Depuis le 11 septembre dernier, où les tours du World Trade Center ont été rasées par les attentats suicides qu’on sait, et que six mille personnes (aussi innocentes que vous et moi : ça donne à penser, non ? ) ont péri dans ce cataclysme, on aura tout lu, tout entendu, et presque1 tout vu. Ajouter son grain de sel, ici, dans cette rubrique, n’apporterait rien à la sauce qui n’ait déjà été goûtée, ingurgitée, vomie. Pourtant... Sur ce sujet, comme sur les autres, le pire est de se taire sous prétexte que d’autres, experts, commentateurs patentés, lettrés (et illettrés...), etc., se sont exprimés d’autorité.

Risquons donc quelques modestes remar-ques de citoyen de base.

Contrairement à ce que voudraient nous faire croire à la fois les media et les terroristes, la haine anti-américaine n’est pas la question. Raccourci piégé qui, de quelque côté qu’on le prenne, conduit au même point des abrutis qui se retrouvent dos-à-dos, l’arme au poing.

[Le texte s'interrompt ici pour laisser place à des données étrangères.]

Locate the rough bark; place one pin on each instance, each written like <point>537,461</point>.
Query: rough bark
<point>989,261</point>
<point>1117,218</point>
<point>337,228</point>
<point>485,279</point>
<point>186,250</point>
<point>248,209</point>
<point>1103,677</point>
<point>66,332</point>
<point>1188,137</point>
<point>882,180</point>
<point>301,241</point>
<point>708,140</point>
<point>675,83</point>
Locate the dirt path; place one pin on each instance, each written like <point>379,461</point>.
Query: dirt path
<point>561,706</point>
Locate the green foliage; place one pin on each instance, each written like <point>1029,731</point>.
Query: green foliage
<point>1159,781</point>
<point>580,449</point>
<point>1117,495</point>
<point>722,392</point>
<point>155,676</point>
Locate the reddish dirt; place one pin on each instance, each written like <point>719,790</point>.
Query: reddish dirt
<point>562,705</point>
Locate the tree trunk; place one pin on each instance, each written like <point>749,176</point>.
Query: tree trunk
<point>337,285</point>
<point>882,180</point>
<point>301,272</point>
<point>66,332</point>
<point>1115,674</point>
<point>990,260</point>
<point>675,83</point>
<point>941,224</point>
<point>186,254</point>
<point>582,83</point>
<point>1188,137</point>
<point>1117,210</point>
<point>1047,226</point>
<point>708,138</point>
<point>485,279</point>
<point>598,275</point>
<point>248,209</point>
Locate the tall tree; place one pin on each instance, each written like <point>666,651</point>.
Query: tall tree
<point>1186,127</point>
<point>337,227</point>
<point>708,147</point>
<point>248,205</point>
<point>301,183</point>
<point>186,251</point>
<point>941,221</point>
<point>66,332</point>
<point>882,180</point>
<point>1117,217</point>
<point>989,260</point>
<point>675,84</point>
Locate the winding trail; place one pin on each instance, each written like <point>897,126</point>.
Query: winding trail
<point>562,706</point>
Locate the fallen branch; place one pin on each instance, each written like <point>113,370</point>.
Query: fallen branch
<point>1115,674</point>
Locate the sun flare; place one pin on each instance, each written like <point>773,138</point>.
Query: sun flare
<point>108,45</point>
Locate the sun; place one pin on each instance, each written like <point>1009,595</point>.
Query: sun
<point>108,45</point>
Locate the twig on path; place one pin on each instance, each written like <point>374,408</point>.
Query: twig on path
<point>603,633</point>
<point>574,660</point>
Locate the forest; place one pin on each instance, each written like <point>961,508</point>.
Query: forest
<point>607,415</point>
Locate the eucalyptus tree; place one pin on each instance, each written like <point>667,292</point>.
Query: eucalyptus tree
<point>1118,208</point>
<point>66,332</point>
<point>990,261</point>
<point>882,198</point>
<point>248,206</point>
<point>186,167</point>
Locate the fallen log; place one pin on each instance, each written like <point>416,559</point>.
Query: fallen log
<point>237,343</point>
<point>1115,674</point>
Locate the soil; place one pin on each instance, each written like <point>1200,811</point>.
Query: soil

Ainsi, ceux qu’on a entendus ici et là se réjouir plus ou moins ouvertement des attentats – et donc des morts civils qu’ils ont causés – , dans le genre : « Les Ricains l’ont pas volé, depuis le temps qu’ils font chier tout le monde... », ceux-là se trompent de cible, et transforment les dingos fondamentalistes en combattants valeureux de leur cause. Et ils prouvent par là que leur morale est à géométrie variable, puisqu’ils condamnaient à juste titre, en 1999, les bombardements massifs de l’OTAN sur la Serbie et le Kosovo en dénonçant la punition collective infligée à une population civile coupable des crimes de ses dirigeants. Indignations sélectives ? Pacifisme flexible ?

Le capitalisme n’a pas de patrie, et de moins en moins, ça commence à se savoir. C’est même cette idée qui fonde le développement des luttes contre la « mondialisation libérale » (euphémisme ramollo dont usent ceux qu’une remise en cause de l’économie de marché défrise trop, et qui se contenteraient d’une gentille régulation des échanges mondiaux), contre des marchés financiers de plus en plus fluides, voire gazeux, puisqu’on parle volontiers de bulle financière. Si bien que le cœur de l’hydre est partout et nulle part, et qu’on pourrait filer la métaphore en comparant cette circulation-là à un énorme système artériel : ça bat, ça pulse, mais va chercher la muscle...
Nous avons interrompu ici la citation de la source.